Они долго стояли, обнявшись, и молчали, провожая его детство, общее на двоих детство Феликса — и понимали, что встретиться им едва ли придется. Феликс к матери не вернется.

— Помочь тебе собраться в дорогу?

И Феликс понял, что и в самом деле не знает, как это делать, как странствовать и жить одному. Слишком мирным и долгим было его детство. Ничего, он быстро научится…


Все оказалось проще и лучше, чем можно было ожидать. В Аквилею он прибыл прошлой весной, и был тепло принят общиной, и нашел жилье у старого друга (правда, язычника), и научился обходиться без слуги.

Вот и сегодня утром всё было радостно и правильно, как и должно быть, как и бывает у них в День Господень. Дом Константа стоял совсем рядом с Форумом, среди других богатых домов, но от самого входа, где привратник приветствовал сестер улыбкой, а братьев лобзанием, открывалось нечто совсем иное, чем показная роскошь знати. Это было… как вход на небеса.
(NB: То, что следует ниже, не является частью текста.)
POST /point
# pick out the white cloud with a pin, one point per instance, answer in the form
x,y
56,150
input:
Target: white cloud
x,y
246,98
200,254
Феликс любил эти мгновения до начала молитвы, когда все собирались в просторном атриуме[7], приветствовали друг друга и обменивались новостями, а потом выходил сам епископ и вел всех в трапезный зал, огромный даже для знатного дома. Но и ему было не вместить всех христиан Аквилеи, и кто пришел позже, оставался в атриуме на все время воскресного собрания. А ведь были и другие дома, и загородные виллы, где в тот же самый день и час собирали народ пресвитеры в единомыслии со своим епископом — и община жила единой семьей, где были братья и сестры, старшие и младшие, но не было свободных и рабов, эллинов и варваров, а только христиане.
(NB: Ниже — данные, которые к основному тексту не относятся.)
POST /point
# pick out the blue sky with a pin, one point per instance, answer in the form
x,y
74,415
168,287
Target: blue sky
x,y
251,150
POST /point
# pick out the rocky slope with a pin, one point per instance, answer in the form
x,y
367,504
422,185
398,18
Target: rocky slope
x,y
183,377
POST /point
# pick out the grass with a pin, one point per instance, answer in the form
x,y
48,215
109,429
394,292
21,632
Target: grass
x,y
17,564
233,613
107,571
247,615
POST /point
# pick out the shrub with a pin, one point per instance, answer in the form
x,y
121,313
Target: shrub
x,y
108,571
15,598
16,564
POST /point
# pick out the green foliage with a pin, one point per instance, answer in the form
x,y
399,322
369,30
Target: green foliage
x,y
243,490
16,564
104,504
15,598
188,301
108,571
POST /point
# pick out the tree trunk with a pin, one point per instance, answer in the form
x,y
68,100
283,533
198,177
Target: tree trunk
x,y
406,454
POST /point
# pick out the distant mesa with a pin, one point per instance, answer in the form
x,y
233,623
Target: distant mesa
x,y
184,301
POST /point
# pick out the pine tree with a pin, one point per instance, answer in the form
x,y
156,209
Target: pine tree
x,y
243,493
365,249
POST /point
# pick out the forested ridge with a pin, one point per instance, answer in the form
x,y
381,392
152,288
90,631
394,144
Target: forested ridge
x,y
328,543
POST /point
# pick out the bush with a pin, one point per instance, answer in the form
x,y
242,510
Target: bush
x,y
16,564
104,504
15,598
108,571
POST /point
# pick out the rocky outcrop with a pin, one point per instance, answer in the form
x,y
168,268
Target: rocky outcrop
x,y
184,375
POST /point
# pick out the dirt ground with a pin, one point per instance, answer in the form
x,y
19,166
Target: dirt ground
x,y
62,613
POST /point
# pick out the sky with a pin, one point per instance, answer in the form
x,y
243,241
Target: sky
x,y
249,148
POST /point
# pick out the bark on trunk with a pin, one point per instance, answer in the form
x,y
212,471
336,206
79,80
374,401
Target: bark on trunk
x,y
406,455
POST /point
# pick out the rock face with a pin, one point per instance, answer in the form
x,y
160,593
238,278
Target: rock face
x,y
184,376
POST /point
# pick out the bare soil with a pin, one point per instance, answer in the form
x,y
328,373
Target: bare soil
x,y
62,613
Он любил в эти минуты разглядывать мозаики на полу, чего слегка стыдился. Не для того ли он и приходил всегда чуть раньше, чтобы занять хорошее место, с которого всё видно, а сначала — полюбоваться мозаикой, на первый взгляд обычными фигурами из цветных камешков, как и в других богатых домах, а на самом деле — исполненных глубокого значения? Вот корзина с рыбами — но не те ли это самые рыбы, которыми Иисус насытил толпу? Не говоря уж о том, что само слово «рыба», по-гречески ΙΧΘΥΣ, означает «Иисус Христос, Сын Божий, Спаситель», по первой букве каждого слова. А для непосвященных — корзина с рыбой, ведь город-то портовый, вполне обычный узор.

А вот добрый пастырь, на плечах у которого покоится овечка — сколько таких мосхофоров, как зовут их греки, вытесано из мрамора, собрано из цветных камушков в прочих домах! И только здесь этот добрый пастырь — настоящий Пастырь Добрый, ведущий Своих овец в райский сад, а если какая заболеет или заупрямится — так взвалит на плечи, Сам ее туда донесет. Неподалеку и тот райский сад с павлинами, царскими птицами, что истребляют змей и даже после смерти не подвержены тлению (по крайней мере, так о них говорят). И даже обычные символы времен года — прекрасные девы со своими дарами — вели ко Христу, говорили о Христе, собирались в хоровод вокруг Христа. Только надо было уметь это видеть.